"Eles são movidos pela história, isso significa muito para eles", disse Tuchel. "Então, isso é o que esperamos e o que estamos enfrentando."
"Eu treinei alguns dos jogadores, eu posso sentir isso. Você pode ver isso. Eles têm esse tipo de vantagem. Você pode sentir isso quando estão um gol atrás e quando os jogos estão apertados. Eles são um grupo difícil. Eles são quase o mesmo grupo de quatro anos atrás. Você pode ver a coesão, o sacrifício que eles colocam nisso.
"Eles não entram em pânico quando estão atrás. Eles acreditam em seu estilo. E seu estilo é muito emocional. Foi no Catar e é agora. Mas nós também somos emocionais, temos a garra, temos a mentalidade que é necessária para enfrentar isso. Estamos prontos para isso. Este é o momento de ir com tudo. Eu sinto outra mudança de humor no grupo, 'Oh uau, estamos chegando perto agora'."
Parar Lionel Messi será central para o plano, e Tuchel apontou para a forma como a Inglaterra lidou com Erling Haaland como evidência de que eles podem lidar com isso.

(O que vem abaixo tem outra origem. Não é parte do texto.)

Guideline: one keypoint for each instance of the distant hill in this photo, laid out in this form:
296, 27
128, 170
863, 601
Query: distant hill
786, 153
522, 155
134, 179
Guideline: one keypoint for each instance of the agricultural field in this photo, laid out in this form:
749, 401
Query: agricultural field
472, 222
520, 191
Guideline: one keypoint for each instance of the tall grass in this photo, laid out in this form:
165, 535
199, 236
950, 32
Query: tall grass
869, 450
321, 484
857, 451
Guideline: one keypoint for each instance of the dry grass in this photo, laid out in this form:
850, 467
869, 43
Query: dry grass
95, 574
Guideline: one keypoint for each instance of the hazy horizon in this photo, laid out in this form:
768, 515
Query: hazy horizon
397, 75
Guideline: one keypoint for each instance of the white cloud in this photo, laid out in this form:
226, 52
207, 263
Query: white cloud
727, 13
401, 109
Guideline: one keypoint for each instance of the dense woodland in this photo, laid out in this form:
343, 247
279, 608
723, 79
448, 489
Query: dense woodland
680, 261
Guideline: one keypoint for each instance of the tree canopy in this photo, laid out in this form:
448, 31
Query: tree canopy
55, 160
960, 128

"É simplesmente incrível, como ele (Messi) consegue isso toda vez, de tantas maneiras diferentes. Ele encontra espaços, ele encontra momentos, e o grande lance é que toda a equipe compra essa ideia de apoiá-lo. Eles estão apenas prontos quando ele entra em ação para fazer a diferença. Você pode se preparar para isso e encontrar a receita, e focar demais nele? Não, mas precisamos ser corajosos ao redor dele, precisamos parar o apoio, e precisamos cuidar de todos os movimentos que acontecem quando ele está com a bola. Estamos totalmente cientes de que não podemos pará-lo o tempo todo. Ele é um jogador muito diferente de Erling Haaland, mas fizemos muito bem na maneira como você talvez deva jogar contra Erling, então encontraremos um caminho agora."

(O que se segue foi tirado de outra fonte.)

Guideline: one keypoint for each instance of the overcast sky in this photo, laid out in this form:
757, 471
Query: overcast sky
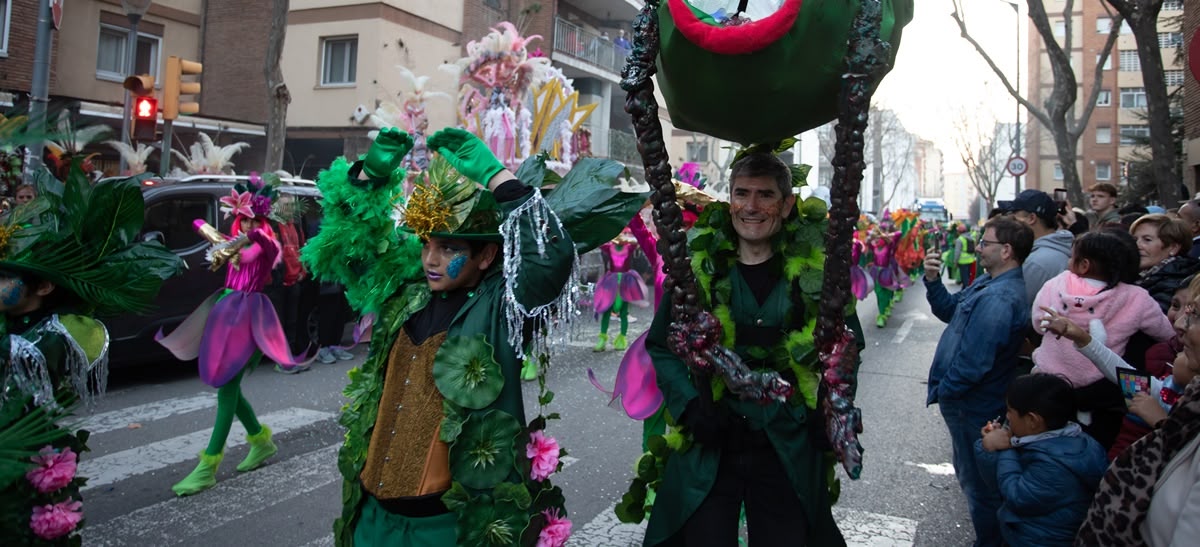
939, 76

Grande parte da preparação, em vez disso, se concentrou na reação de Bellingham à crítica de Tuchel sobre a exibição da Inglaterra na vitória de 2-1 sobre a Noruega no sábado. Jude Bellingham, que marcou os dois gols, foi questionado sobre os comentários do treinador e respondeu: "Talvez isso signifique que ele não sabe como é jogar nessas condições contra Erling Haaland, (Martin) Odegaard, (Antonio) Nusa e (Alexander) Sorloth."
Ele havia descartado isso anteriormente com um "tanto faz" em uma entrevista no campo.
Tuchel disse que não teve problema com a resposta.
"Eu tive uma carreira medíocre, na melhor das hipóteses. Mas eu não acho que você precisa jogar (para ser um treinador). Uma citação engraçada, você não precisa ser um cavalo para ser um bom jóquei!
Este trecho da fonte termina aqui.